A group of American tourists visiting Jaipur witnessed an elephant being beaten by handlers during a tour of Amber Fort. The visitors saw two elephants trying to escape from their handlers while being made to give rides in extremely high temperatures, and around eight men carrying sticks arrived and allegedly proceeded to hit one of the elephants for up to 10 minutes in order to force the animal to obey them. The tourists were taken aback by the sight and immediately began taking photos. They uploaded them to social media, appealed for advice on responding to the incident, and wrote to PETA asking us to take action against this cruelty.
Captive elephants in Jaipur who are forced to give rides to tourists are cruelly treated and suffer from physical and mental distress. An extensive inspection of conditions for captive elephants in Jaipur – conducted by a team authorised by the Animal Welfare Board of India (AWBI), which included experienced veterinarians and animal-welfare experts from PETA India, Animal Rahat, Wildlife SOS, and the Centre for Studies on Elephants at the College of Veterinary and Animal Sciences in Kerala – revealed rampant and widespread abuse of elephants used for rides and other tourist activities, in apparent violation of animal-protection laws.

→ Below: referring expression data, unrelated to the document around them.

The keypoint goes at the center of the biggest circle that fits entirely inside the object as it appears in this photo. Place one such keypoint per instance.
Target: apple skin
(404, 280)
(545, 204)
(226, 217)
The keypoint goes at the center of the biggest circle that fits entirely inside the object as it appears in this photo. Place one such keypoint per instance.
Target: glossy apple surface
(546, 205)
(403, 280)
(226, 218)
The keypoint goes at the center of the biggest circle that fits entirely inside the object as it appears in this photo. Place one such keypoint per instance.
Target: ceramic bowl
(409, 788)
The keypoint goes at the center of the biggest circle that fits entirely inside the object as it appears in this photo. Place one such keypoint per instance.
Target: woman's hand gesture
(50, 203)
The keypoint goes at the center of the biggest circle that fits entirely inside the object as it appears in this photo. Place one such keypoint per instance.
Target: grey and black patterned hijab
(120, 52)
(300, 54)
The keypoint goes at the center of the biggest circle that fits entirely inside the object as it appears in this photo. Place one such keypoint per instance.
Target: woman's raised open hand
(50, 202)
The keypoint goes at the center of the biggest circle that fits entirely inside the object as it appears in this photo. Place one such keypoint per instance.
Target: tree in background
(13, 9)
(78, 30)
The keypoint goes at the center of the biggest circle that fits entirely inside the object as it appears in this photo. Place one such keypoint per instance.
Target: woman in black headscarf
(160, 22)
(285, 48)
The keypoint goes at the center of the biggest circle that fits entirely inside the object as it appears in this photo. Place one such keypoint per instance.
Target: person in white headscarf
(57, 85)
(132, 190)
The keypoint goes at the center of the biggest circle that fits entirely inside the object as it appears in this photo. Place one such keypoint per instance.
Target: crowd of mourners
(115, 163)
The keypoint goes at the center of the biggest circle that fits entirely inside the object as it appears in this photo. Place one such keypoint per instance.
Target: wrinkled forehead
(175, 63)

The inspectors found partially blind elephants forced to work, use of banned ankus (rods with a sharp metal hook on one end), use of chains and hobbles with sharp spikes, mutilation of elephants’ ears and tusks, elephants kept chained for long periods, and a lack of space. Denied the opportunity to engage in natural forms of behaviour, such as roaming freely and socialising, elephants rocked repeatedly back and forth.